Level 2 — Node-vs-edge weighting: The composite edge score and node reconstruction error are combined with signed Fisher weights: $S = w_\text{node} \cdot z_\text{node} + w_\text{edge} \cdot z_\text{edge}$.

Both levels are fully data-driven. Signed weights handle reversed signals naturally.

Loss function (GAE training):

$$\mathcal{L} = \underbrace{\sum_{f} w_f (x_f - \hat{x}_f)^2}_{\text{feature-weighted node recon}} + ; \lambda_g \cdot \underbrace{(\text{MSE}(\mu_a, \hat{\mu}_a) + \text{MSE}(\sigma_a, \hat{\sigma}_a))}_{\text{graph-level } a \text{ statistics}} + ; \lambda_e \cdot \underbrace{\sum_{r} \text{BCE}(\hat{A}_r, A_r)}_{\text{3-relation edge recon}}$$


Parameter Budget

Total parameters:                            7,447
├── Frozen encoder:                          5,485  (74%)
│   ├── conv1 (3-relation GAT, 11→32):       1,286
│   ├── conv2 (3-relation GAT, 32→32):       3,302
│   ├── input_proj (masked residual, 11→32):   352
│   └── physics_head (32→16→1):                545
└── Trainable GAE:                           1,962  (26%)
    ├── fc_z (32→8):                            264
    ├── linear_decoder (8→7):                    63
    └── edge_decoders (3 × MLP 32→16→1):     1,635

Data Isolation

┌────────────┬─────────────────┬──────────────┬──────────────┬──────────────┬──────────────┐
│  Synthetic │    HC train     │  HC holdout  │   HC test    │  MDD rest1   │  MDD rest2   │
│  n = 200   │ 24 subj (199s)  │ ~5 subj (36s)│ 6 subj (60s) │   19 subj    │   18 subj    │
│  Stage 1   │    Stage 2      │  Test only   │  Test only   │  Test only   │  Test only   │
└────────────┴─────────────────┴──────────────┴──────────────┴──────────────┴──────────────┘
 Synthetic + HC train = train  |  HC holdout + HC test + MDD = never trained on

The HC train/test split is by subject (not session) to prevent leakage.

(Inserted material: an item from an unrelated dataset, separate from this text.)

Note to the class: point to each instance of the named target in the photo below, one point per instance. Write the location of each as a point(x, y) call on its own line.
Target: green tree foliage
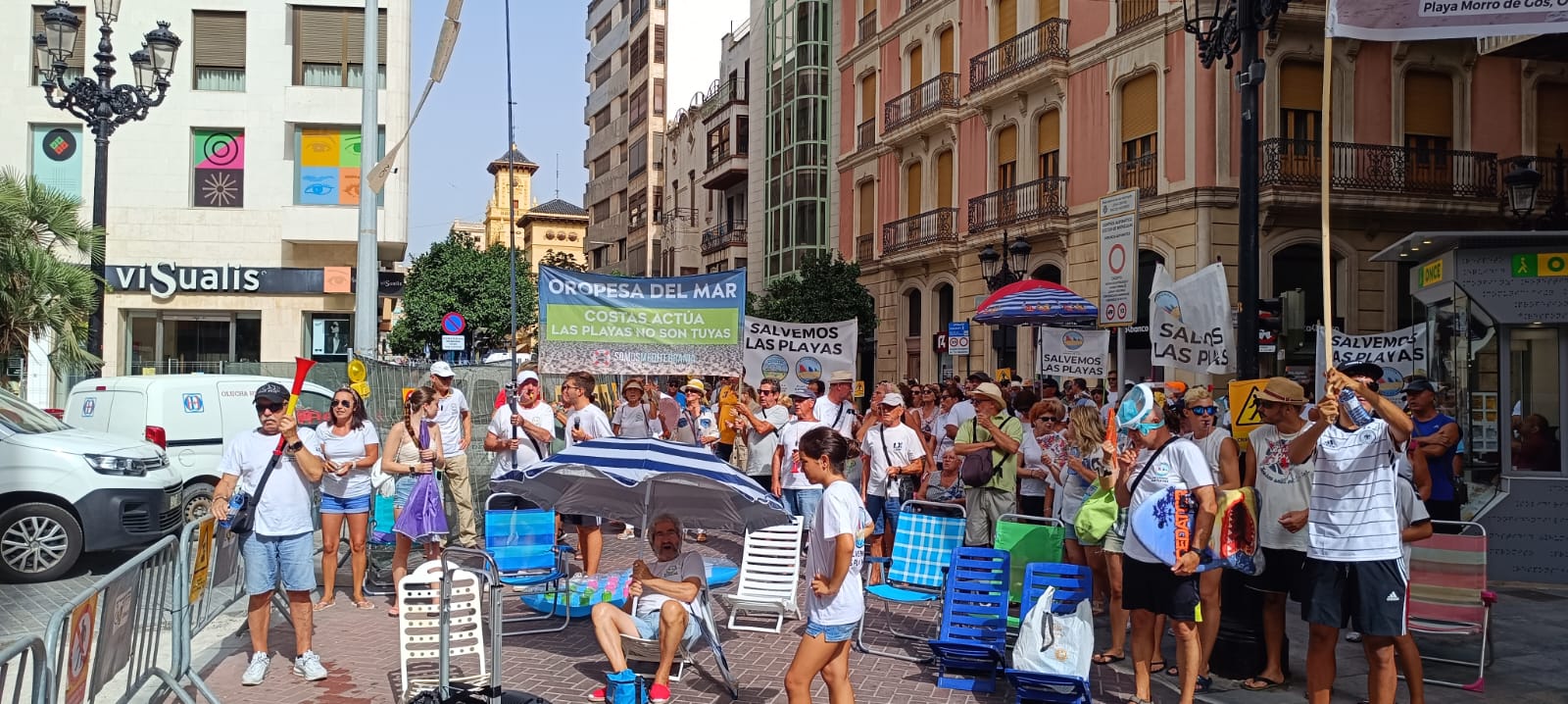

HC holdout subjects (~15%) provide an unbiased false positive rate estimate (0/36 = 0.0%). MDD subjects are never seen during any training stage. HC train vs. test overfitting check: $p = 0.81$.


Key Design Decisions

Denoising autoencoder (not variational) — The variational bottleneck ($\mu, \log\sigma^2$, reparameterization, KL divergence) was tested across five architectural configurations. KL collapsed to $< 0.001$ nats in all cases because within-HC variance of $(a, \omega, \chi^2)$ is too low for variational regularization. Gaussian noise injection ($\sigma = 0.1$) and dropout ($p = 0.3$) on $z$ serve as regularizers instead, preventing the encoder from learning identity-like mappings through the bottleneck.

Linear decoder (63 parameters) — An MLP decoder ($8 \to 32 \to 16 \to 7$, ~867 params) can learn a mean-output shortcut: memorize the HC population mean and output it regardless of $z$, achieving low reconstruction loss without $z$ carrying per-ROI information. A linear layer ($8 \to 7$, 63 params) cannot learn this shortcut — it must use $z$ to reconstruct per-ROI variation.

Expanded reconstruction targets (7 features) — Reconstructing only $(a, \omega, \chi^2)$ allows the bottleneck to ignore connectivity structure. Adding PLV/MVAR-derived features forces $z$ to encode both dynamical and connectivity information per ROI, producing richer anomaly scores.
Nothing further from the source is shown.